C Cycle – 23rd Sunday in Ordinary Time 19
Wisdom 9: 13-18b
A common question posed by individuals as they begin to read the bible is the contrast between God as they see Him revealed by Jesus in the New Testament and God as they view Him in the Old Testament. The problem they have is reconciling the “wrath” of God with the loving merciful God. My answer to that is not to explain the destruction of people by God in the Old Testament but to reveal to them the actions of God as He not only promised to relent if the people called by his name repent (2 Ch. 7:14). We fail to see how mercy is constantly offered and ignored before God acts.
We fail to see and understand how God has never changed and we do not have two Gods but one consistent merciful loving God. We fail to understand we cannot sway God by our offerings and sacrifices because God knows the intentions of the heart. Where is your heart when it comes to responding to God invitation to receive what he offers us? If you listen to the gospel today, I believe your first inclination to embrace the discipleship God desires for each of us would be to say “why in the world would anyone choose become a disciple. To choose to hate father, mother, spouse, children, brothers and sisters is too costly a price to pay isn’t it?
That is why we need to read the scriptures because they help us get beyond our first inclinations and reactions to God’s word.

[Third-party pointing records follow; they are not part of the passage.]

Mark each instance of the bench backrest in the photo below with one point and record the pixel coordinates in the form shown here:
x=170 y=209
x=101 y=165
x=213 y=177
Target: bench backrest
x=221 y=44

Listen as I repeat the words of God to us in our first reading today and you may gain some new insights into God’s heart.
“Who can conceive what the Lord intends? For the deliberations of mortals is timid and unsure are our plans. For the corruptible body burdens the soul and the earthen shelter weighs down the mind that has many concerns and scarce do we guess the things on earth. What is within our grasp we find with difficulty.”
Let us put those words into simple terms so we can digest what God is telling us. We are more concerned and focused on the issues surrounding our lives each day. Those things are the focus of our prayers and our actions so much they prevent us from opening ourselves up to find God amid our earthly problems. We desire to but it is with difficulty we are even able to stop and listen to God at those moments.
After God describes how difficult it is for us to trust and seek the mind of God, He tells us all we seek is “within our grasp.”
It is there waiting for us to reach out for it and obtain it for ourselves. Not because we have just enrolled in the latest bible study, small group, or attended a wonderful retreat. But because God has provided us with the means to become holy, disciples who grasp the mind of God and experience his love and forgiveness.
Listen as God reveals the, not so, secret gift, He has given us to avoid the pitfalls of our corruptible bodies keeping us focused on the things of this earth. God tells us “what is within our grasp” we have trouble finding it.
What is this thing that is within our grasp and why is it the most important thing for us to understand after salvation?
Listen to God as He desperately appeals to us to pay attention to how he has provided us the means to embrace His call to us to take up the cost of following Him and to seek Him above all things. He lets us know what we seek is difficult but when things are of God there is something, we have been given that helps us discover them. “When things are of heaven who can search them out or who ever knew God’s counsel, except you have given us wisdom.”
These are the words of God revealing to us a constant mantra throughout the Old Testament and reinforced in the New Testament. What is this that has been given to us to help us get past the concerns of the mortal body? What is this equipment given to us to help us put God first in our lives, hearing His voice, listening to Him speak to our hearts moving us beyond the concerns of mother, father, spouse, children, brothers and sisters?
“…(you) have sent your holy Spirit from on high and thus the paths of those on earth are made straight.”
We, you and I, will never be able to live the life of a disciple without inviting the Holy Spirit to guide us. We will never be able to pray as Jesus prayed without the Holy Spirit. We will never be able to read the scriptures and understand them enough to apply the wisdom they contain without the Holy Spirit opening our minds and hearts to understand.
I wish I had time to reinforce these words of wisdom given to us by God by referencing the many times God has told us how important the Holy Spirit would be in transforming our hearts and minds. Jesus told us how much better it was for us for Him to go because if he did not go the Holy Spirit would not come.
I invite you today to pay attention to the work of the Spirit as ordinary bread and wine is transformed into the very presence of Jesus. Then as you receive Jesus pray for Him to send the Spirit into your hearts and flood you with God’s love and forgiveness. For Paul tells us “the love of God is poured into our hearts by the Holy Spirit whom God has given us” (Rom. 5:5).